Re: [Intel-gfx] [PATCH 1/8] drm/i915: Explicitly track DRM clients

From: Tvrtko Ursulin <tvrtko.ursulin@linux.intel.com>
To: Daniel Vetter <daniel@ffwll.ch>
Cc: Intel-gfx@lists.freedesktop.org, dri-devel@lists.freedesktop.org,
	Chris Wilson <chris@chris-wilson.co.uk>
Subject: Re: [Intel-gfx] [PATCH 1/8] drm/i915: Explicitly track DRM clients
Date: Tue, 13 Jul 2021 09:50:21 +0100	[thread overview]
Message-ID: <05aea0ce-10f4-7813-3baa-0ad2a036b60c@linux.intel.com> (raw)
In-Reply-To: <YOxp+X4mlQzAxs5q@phenom.ffwll.local>

On 12/07/2021 17:12, Daniel Vetter wrote:
> On Mon, Jul 12, 2021 at 04:51:42PM +0100, Tvrtko Ursulin wrote:
>>
>> On 12/07/2021 15:42, Daniel Vetter wrote:
>>> On Mon, Jul 12, 2021 at 01:17:12PM +0100, Tvrtko Ursulin wrote:
>>>> From: Tvrtko Ursulin <tvrtko.ursulin@intel.com>
>>>>
>>>> Tracking DRM clients more explicitly will allow later patches to
>>>> accumulate past and current GPU usage in a centralised place and also
>>>> consolidate access to owning task pid/name.
>>>>
>>>> Unique client id is also assigned for the purpose of distinguishing/
>>>> consolidating between multiple file descriptors owned by the same process.
>>>>
>>>> v2:
>>>>    Chris Wilson:
>>>>    * Enclose new members into dedicated structs.
>>>>    * Protect against failed sysfs registration.
>>>>
>>>> v3:
>>>>    * sysfs_attr_init.
>>>>
>>>> v4:
>>>>    * Fix for internal clients.
>>>>
>>>> v5:
>>>>    * Use cyclic ida for client id. (Chris)
>>>>    * Do not leak pid reference. (Chris)
>>>>    * Tidy code with some locals.
>>>>
>>>> v6:
>>>>    * Use xa_alloc_cyclic to simplify locking. (Chris)
>>>>    * No need to unregister individial sysfs files. (Chris)
>>>>    * Rebase on top of fpriv kref.
>>>>    * Track client closed status and reflect in sysfs.
>>>>
>>>> v7:
>>>>    * Make drm_client more standalone concept.
>>>>
>>>> v8:
>>>>    * Simplify sysfs show. (Chris)
>>>>    * Always track name and pid.
>>>>
>>>> v9:
>>>>    * Fix cyclic id assignment.
>>>>
>>>> v10:
>>>>    * No need for a mutex around xa_alloc_cyclic.
>>>>    * Refactor sysfs into own function.
>>>>    * Unregister sysfs before freeing pid and name.
>>>>    * Move clients setup into own function.
>>>>
>>>> v11:
>>>>    * Call clients init directly from driver init. (Chris)
>>>>
>>>> v12:
>>>>    * Do not fail client add on id wrap. (Maciej)
>>>>
>>>> v13 (Lucas): Rebase.
>>>>
>>>> v14:
>>>>    * Dropped sysfs bits.
>>>>
>>>> Signed-off-by: Tvrtko Ursulin <tvrtko.ursulin@intel.com>
>>>> Reviewed-by: Chris Wilson <chris@chris-wilson.co.uk> # v11
>>>> Reviewed-by: Aravind Iddamsetty <aravind.iddamsetty@intel.com> # v11
>>>> Signed-off-by: Chris Wilson <chris@chris-wilson.co.uk>
>>>
>>> On the implementation: I'm not clear why this is a separate object.

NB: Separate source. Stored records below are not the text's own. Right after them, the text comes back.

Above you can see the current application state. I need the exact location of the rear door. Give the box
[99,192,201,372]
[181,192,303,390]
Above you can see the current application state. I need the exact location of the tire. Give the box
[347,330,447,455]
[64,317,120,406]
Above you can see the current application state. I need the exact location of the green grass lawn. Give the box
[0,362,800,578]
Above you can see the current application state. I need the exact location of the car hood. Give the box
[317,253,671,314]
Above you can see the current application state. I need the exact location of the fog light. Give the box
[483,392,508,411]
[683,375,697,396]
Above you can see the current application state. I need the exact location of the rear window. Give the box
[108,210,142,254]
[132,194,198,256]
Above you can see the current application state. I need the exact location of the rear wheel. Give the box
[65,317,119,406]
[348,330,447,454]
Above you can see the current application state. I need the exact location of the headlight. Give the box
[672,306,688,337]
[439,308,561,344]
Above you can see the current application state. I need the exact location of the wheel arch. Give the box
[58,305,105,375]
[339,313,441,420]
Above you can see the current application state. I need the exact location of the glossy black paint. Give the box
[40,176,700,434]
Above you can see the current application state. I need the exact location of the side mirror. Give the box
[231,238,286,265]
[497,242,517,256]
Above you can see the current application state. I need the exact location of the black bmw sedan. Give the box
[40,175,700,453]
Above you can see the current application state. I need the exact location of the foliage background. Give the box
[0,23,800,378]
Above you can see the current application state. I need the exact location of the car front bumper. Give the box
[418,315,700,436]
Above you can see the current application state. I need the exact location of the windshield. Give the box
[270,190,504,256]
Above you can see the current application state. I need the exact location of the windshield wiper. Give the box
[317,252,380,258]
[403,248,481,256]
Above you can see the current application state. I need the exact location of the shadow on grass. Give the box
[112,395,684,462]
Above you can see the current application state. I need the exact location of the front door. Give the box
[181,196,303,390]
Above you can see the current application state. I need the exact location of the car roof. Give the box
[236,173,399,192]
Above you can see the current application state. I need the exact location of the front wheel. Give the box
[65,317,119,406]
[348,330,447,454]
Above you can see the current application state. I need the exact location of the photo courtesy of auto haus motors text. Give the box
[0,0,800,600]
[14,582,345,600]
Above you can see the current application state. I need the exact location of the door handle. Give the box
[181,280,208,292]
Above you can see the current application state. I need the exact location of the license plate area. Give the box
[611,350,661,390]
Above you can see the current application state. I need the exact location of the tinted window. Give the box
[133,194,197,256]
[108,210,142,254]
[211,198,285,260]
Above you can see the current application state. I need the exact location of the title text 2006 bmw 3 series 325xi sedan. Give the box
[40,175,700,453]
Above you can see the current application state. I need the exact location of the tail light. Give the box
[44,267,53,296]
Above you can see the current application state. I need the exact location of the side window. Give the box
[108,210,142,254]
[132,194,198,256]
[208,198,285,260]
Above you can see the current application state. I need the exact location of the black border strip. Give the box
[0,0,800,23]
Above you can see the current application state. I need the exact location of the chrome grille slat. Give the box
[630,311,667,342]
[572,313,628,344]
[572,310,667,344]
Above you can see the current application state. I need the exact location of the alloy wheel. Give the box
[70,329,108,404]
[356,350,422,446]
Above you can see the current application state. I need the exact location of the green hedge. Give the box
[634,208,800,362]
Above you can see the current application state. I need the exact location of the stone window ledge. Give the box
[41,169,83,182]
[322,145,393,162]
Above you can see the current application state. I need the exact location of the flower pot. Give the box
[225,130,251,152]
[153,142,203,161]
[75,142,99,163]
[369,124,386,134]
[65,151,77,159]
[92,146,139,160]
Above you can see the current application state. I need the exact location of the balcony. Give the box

All
>>> that seems to achieve is make the lifetim fun we have in here even more
>>> annoying, for not real gain?
>>>
>>> What's the reasons for this separate i915_drm_client struct? The commit
>>> message talks about de-duping these within the same process, but with
>>> fdinfo I'm not seeing the relevance of this anymore.
>>
>> AFAIR I started with the new fields directly in file_priv (note file_priv
>> then needed to be freed via RCU due sysfs access to it!), but then the idea
>> there was to consolidate new members into a separate struct.
> 
> Yeah separate struct makes sense for this stuff, just to
> encapsulate/document things a bit. It's the entire scaffolding around it
> that I don't think makes sense anymore with the design switch to fdinfo.

So if I just drop the client name updating and lock/RCU used to query 
said client data locklessly you would be happy with that?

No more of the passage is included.